It’s All About The Dollar!
It’s All About The Dollar!
Fujisan here.
After all, it’s all about the Dollar.
I don’t know how many of you keep track of currency movements, but yesterday’s USD/JPY movement was totally amazing. It moved more than 200 pips in a matter of hours, and this breakout confirms the upside potential of 108 yen/dollar (which translates into 92 area in this chart).
I have also discussed a completion of EUR/USD Gartley pattern last week (although it went higher than my target), and I’m expecting a dollar strength against major currencies for the coming weeks.
Currency Play
Now, I know that not many of you are currency traders, and Mole suggested last week that I should probably discuss how the equity traders could take advantage of these currency movements.
I looked at FXY (JPY/Dollar ETF) and FXE (Euro/Dollar ETF) option activities and I realized that there are hardly any open interests in these ETFs, which makes it quite difficult to go with any option strategies – not even straight naked options.

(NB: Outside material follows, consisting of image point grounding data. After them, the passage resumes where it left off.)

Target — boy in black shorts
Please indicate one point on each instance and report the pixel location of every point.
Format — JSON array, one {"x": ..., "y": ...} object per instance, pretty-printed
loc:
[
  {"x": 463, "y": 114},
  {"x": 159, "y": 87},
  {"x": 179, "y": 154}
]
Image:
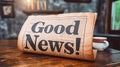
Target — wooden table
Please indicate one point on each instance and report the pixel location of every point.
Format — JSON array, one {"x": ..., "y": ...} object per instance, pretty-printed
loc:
[{"x": 11, "y": 56}]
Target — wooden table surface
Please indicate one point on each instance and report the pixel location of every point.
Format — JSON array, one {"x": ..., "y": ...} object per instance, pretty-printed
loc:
[{"x": 10, "y": 56}]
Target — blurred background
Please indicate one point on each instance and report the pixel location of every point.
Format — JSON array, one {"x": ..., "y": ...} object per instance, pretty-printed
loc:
[{"x": 15, "y": 12}]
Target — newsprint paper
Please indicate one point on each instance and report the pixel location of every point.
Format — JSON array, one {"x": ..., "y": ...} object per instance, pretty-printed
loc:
[{"x": 67, "y": 35}]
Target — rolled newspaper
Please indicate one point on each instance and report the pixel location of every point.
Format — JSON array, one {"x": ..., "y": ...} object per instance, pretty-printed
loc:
[{"x": 67, "y": 35}]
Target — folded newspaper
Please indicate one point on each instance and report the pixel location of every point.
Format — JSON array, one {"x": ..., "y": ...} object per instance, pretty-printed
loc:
[{"x": 66, "y": 35}]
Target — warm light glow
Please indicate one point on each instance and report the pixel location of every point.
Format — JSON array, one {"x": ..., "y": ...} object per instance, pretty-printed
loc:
[{"x": 28, "y": 1}]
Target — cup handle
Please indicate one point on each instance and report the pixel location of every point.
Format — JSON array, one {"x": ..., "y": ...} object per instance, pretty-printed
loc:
[{"x": 106, "y": 44}]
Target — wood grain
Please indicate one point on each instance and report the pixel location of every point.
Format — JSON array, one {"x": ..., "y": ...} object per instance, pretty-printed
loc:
[{"x": 11, "y": 56}]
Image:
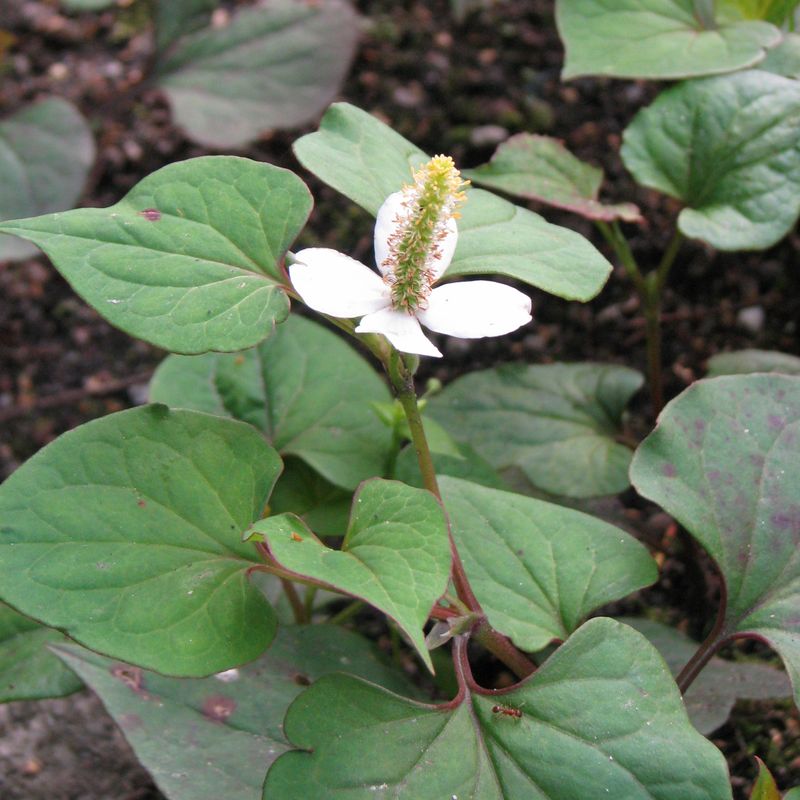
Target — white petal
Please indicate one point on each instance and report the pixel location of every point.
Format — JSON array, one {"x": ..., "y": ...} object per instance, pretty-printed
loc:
[
  {"x": 475, "y": 309},
  {"x": 335, "y": 284},
  {"x": 401, "y": 329},
  {"x": 385, "y": 226}
]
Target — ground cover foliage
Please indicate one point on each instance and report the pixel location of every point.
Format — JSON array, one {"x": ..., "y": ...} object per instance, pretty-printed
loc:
[{"x": 289, "y": 575}]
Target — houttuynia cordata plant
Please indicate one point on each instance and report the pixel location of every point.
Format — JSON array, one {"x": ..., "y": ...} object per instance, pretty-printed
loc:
[{"x": 203, "y": 552}]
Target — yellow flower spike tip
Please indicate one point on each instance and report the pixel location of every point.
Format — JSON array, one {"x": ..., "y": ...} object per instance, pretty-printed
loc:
[{"x": 415, "y": 239}]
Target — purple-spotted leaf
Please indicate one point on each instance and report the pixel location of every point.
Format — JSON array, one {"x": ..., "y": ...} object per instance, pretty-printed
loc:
[
  {"x": 126, "y": 533},
  {"x": 603, "y": 702},
  {"x": 541, "y": 168},
  {"x": 539, "y": 569},
  {"x": 395, "y": 554},
  {"x": 28, "y": 671},
  {"x": 710, "y": 699},
  {"x": 764, "y": 788},
  {"x": 190, "y": 259},
  {"x": 364, "y": 159},
  {"x": 212, "y": 738},
  {"x": 723, "y": 461},
  {"x": 305, "y": 387}
]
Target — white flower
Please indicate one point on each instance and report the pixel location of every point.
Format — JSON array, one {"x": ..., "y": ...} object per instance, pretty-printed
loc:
[{"x": 415, "y": 238}]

I played with many different combinations in the front months and back months, and this simply does not seem to work (i.e., bid/ask spread is too wide) so I won’t be able to pick up any options at this point. Sorry, guys.
Commodity Play
With US Dollar going strong, commodity and/or commodity related stocks are expected to be weaken. Mole already picked up SLV and I picked up GOLD (not GLD) and these are better than currency ETFs.
Here is July 70/65 call bear spread that I picked up. There are not enough open interests in put side so I decided to go with a call credit spread.

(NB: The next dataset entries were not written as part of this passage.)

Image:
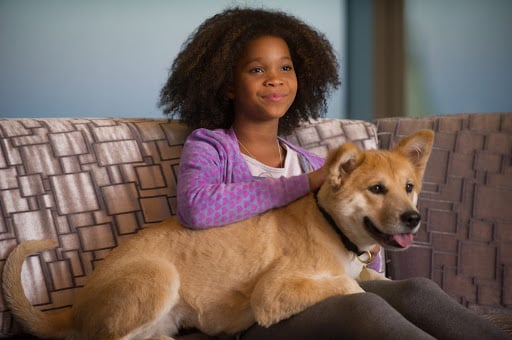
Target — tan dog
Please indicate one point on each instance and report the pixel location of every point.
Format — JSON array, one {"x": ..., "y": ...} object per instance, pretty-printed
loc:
[{"x": 262, "y": 270}]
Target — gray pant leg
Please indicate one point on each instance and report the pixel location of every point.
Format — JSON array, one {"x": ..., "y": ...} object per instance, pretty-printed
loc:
[
  {"x": 426, "y": 305},
  {"x": 356, "y": 316}
]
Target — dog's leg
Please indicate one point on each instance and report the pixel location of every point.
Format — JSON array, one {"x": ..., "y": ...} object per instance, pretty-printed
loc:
[
  {"x": 130, "y": 301},
  {"x": 276, "y": 297}
]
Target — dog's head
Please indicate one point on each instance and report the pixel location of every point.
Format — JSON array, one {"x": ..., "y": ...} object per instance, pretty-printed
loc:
[{"x": 372, "y": 195}]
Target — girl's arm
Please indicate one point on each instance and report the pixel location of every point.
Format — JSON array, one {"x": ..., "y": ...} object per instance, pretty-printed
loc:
[{"x": 215, "y": 186}]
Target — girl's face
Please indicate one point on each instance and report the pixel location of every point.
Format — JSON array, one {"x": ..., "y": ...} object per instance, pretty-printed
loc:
[{"x": 265, "y": 83}]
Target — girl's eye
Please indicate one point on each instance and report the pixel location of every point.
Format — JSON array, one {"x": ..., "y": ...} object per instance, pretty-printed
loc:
[
  {"x": 256, "y": 70},
  {"x": 409, "y": 187}
]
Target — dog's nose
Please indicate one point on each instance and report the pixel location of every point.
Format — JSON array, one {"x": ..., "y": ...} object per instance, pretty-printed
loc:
[{"x": 410, "y": 219}]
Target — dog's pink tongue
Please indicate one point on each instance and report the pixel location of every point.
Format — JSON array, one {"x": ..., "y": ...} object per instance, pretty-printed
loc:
[{"x": 404, "y": 240}]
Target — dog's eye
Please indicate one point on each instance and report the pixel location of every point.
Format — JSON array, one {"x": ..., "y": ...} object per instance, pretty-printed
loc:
[
  {"x": 409, "y": 187},
  {"x": 378, "y": 189}
]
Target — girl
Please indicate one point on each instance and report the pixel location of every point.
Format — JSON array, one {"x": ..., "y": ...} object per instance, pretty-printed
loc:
[{"x": 243, "y": 78}]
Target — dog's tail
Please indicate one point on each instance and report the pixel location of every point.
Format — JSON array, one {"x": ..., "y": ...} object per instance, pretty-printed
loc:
[{"x": 47, "y": 324}]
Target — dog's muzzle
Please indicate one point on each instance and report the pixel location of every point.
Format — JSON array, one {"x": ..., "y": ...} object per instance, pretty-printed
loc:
[{"x": 399, "y": 240}]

As this is a counter bounce movement, I am expecting another leg up after this sharp pullback. If you think that risk/reward is not there, you don’t need to play the short side. Just wait for a pullback to go long. I’m watching many high fly commodity stocks like POT, FCX, BHP, PBR, etc. but I’m not playing the short side. I am waiting for a pullback to go long. Much better risk/reward.
SPY Weekly
Lastly, here is SPY weekly chart. It looks to me that SPY has already passed its half way mark to its 110 level.

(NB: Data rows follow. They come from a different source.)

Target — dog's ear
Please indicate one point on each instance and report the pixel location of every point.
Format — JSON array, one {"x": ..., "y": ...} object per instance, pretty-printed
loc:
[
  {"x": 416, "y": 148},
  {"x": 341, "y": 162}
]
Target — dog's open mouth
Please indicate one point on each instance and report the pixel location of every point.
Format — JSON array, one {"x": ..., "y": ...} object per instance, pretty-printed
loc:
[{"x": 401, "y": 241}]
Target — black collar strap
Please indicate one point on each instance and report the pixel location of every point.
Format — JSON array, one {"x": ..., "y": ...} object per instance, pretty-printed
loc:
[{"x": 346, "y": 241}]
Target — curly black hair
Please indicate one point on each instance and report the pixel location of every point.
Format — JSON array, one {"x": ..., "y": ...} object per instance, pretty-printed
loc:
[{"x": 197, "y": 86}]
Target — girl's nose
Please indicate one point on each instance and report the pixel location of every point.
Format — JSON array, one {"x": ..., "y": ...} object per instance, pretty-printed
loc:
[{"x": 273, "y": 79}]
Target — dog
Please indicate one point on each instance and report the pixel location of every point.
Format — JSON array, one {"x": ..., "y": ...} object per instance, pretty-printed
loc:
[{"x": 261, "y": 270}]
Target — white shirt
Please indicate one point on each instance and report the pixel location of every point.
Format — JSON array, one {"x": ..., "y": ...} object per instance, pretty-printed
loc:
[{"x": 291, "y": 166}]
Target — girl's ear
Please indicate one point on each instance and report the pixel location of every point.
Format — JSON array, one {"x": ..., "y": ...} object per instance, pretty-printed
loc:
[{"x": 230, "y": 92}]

I was waiting for a reasonable pullback, but so far, we have not had any major pullback and I don’t even know if we would have one going forward at this pace, so I have started putting together July and Aug butterflies to capture the upside. I am adding on to this position on every little pullback.
QQQQ Weekly
Qs is way ahead of SPY and getting very close to the edge of the upper trend line of the current downward channel. I’m sure that it will get there before the end of this summer.
I started putting various butterflies in different months with different strike prices so that my positions are somewhat diversified. Here are some examples of my QQQQ butterfly positions. I will take it off once it reaches my target.
If you look at Qs July open interests, you will see a huge open interests right at 40, and I’m sure that the market is expecting Qs to hit 40 by the end of July at the latest.
Here is July 36/40/44 call butterfly.
Here is July 38/40/42 – a high risk/return play.
Please note that these butterfly positions are for much longer time horizon (aka, more than a couple of months) and I’m expecting some type of pullback or consolidation in the equity market in the coming couple of weeks.
I hope you have a wonderful weekend. That’s all for now!
Fujisan
UPDATE 8:44pm EDT: Mole here. Although there is technically nothing wrong with Fujisan’s channels there are various sentiment indicators that have currently reached extreme readings and which therefore cast doubt on the notion that we’ll push all the way into 1100 on the SPX or 1640 on the NDX. However, it’s not impossible and if we rally higher from here (a very distinct possibility) there is not much overhead resistance. Further, even if the final targets might not be touched all the way her strategies are valid nevertheless and have a very good chance to be profitable before expiration.